126 門出は悲しみと共に6

 翌朝、約束した日の出前にルークが準備を整えて着場に行くと、ヒースとユリウスが既に待っていた。他にもすっかり顔なじみとなった数人の竜騎士が見送りに出ていてくれている。

「おはようございます。すみません、遅くなりました」

「今来たところだ。心配するな」

 ルークが頭を下げると、ヒースは相棒の飛竜、オニキスの装具を点検しながら答える。ユリウスもうなずきながらフレイムロードの装具を確認している。

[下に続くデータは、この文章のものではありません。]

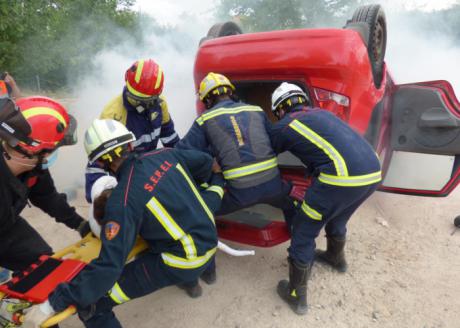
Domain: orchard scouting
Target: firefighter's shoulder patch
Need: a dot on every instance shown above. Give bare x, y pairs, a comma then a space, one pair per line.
111, 229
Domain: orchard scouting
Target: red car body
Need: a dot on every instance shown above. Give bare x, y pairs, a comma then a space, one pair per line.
333, 67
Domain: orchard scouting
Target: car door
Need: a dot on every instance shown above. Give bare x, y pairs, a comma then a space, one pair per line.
423, 154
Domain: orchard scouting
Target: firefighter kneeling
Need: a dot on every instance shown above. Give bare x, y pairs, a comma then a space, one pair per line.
157, 198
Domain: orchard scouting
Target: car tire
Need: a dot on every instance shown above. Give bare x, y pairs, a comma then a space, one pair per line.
373, 17
222, 29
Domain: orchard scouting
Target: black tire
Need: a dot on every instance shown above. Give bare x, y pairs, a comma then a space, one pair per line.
222, 29
374, 17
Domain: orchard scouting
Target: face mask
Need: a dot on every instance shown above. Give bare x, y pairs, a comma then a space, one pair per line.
50, 160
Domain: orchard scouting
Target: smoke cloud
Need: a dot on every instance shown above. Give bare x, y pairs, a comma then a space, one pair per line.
412, 56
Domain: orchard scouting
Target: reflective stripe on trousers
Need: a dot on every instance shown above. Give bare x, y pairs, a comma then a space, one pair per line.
351, 181
250, 169
117, 295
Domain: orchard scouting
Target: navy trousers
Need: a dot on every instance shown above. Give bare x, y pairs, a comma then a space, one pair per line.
335, 205
140, 277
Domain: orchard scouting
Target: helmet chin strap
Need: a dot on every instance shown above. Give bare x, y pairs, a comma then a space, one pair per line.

 今回のフォルビア行きに当初は外す予定だったユリウスの2人の護衛は、結局は同行することになり、彼等も準備に余念がない。彼等もスピード重視の飛竜をパートナーにしているので、昨日打ち合わせた行程に無理なくついてこれるだろう。ルークもエアリアルに朝の挨拶をすると、装具を一通り確認しておく。

「おお、揃っているな」

 そこへ数人の侍官を従えてハルベルトが着場へ現れた。彼の後ろにはアルメリアもいる。5人は整列して控え、頭を下げた。

「ヒース、これをエドワルドに渡してくれ」

 隊長格の彼が手紙を預かる。ハルベルトが促すと、アルメリアが少し恥ずかしげにユリウスに近寄る。

「あの……道中お気をつけて」

「はい。ありがとうございます」

 初々しいが、どこか他人行儀なのは相手が皇家の姫君だからだろうか、それとも単に気恥ずかしいだけなのだろうか。ユリウスはアルメリアに優しく笑いかけるとフレイムロードの側に戻る。

「では、気をつけて行くのだぞ」

「はっ」

 ハルベルトが声をかけると、フォルビアへ向かう5人は頭を下げてそれぞれの飛竜にまたがった。そしてヒースのオニキスを先頭にして5頭の飛竜が飛び立ち、南に向かったのだった。




 日が沈む頃、一行はフォルビアの館に着いた。彼らはいつもの玄関前に飛竜を降ろすが、いつもならオルティスかティムが出てくるというのに、誰も出てこない。

「おかしいな?」

 ルークが他の4人と共に玄関に向かうと、中がなにやら騒がしい。居間の前に侍女たちがおろおろとして立ち尽くし、コリンシアが泣いている。

「ルーク卿!」

 彼の姿を見て年配の侍女がすがるような目で助けを求めてくる。

「何事ですか?」

 ルークが声をかけると、彼女は震える手で室内を指差す。居間の奥、グロリアの部屋から何かを倒したり壊れたりする音がする。3人が奥へ入っていくと、年配の男女2人がグロリアの寝室を荒らしているのだ。フォルビア家の親族でも強硬に自身の権利を主張しているヘデラ夫妻であった。何やら物色している2人をフロリエとオルティスが止めようとしていた。

「お止め下さいませ」

 フロリエが夫のヤーコブに縋りつくが、彼女は振り払われて壁で体を強打し、床に倒れこんでしまう。肩に止まっていたルルーは怯えて彼女の周りを飛び回る。

「フロリエ様!」

 ルークはあわてて彼女に駆け寄って助け起こす。彼女は打った所を押さえながらどうにか立ち上がり、なおも2人を止めさせようとするが、ルークはオルティスにふらついている彼女を預けて居間へ避難させる。

「お止め下さい!」

 ルークの一喝に2人は驚いて手を止めた。しかし、竜騎士達の中にエドワルドが居ない事を確認すると、物色を再開する。

「邪魔をするな」

「元よりここはフォルビア大公家が所有する館。あのようなよそ者が住んでいること自体がおかしいのだ」

 2人は口々にそう言いながら机や戸棚を開けていき、その中から目に付いた宝飾品の類を片端から自分の懐へと入れていく。ルークはその光景にふつふつと怒りがこみあげてくる。

「あなた方には死者を悼む気持ちは無いのですか!」

「あるわけ無いでしょう。あのばあさん、人をこき使うだけで何も寄越さないのだから」

「全くだ」

 彼らの態度にルークはこぶしを握り締めて殴りかかろうとするが、それを冷静にヒースが止めた。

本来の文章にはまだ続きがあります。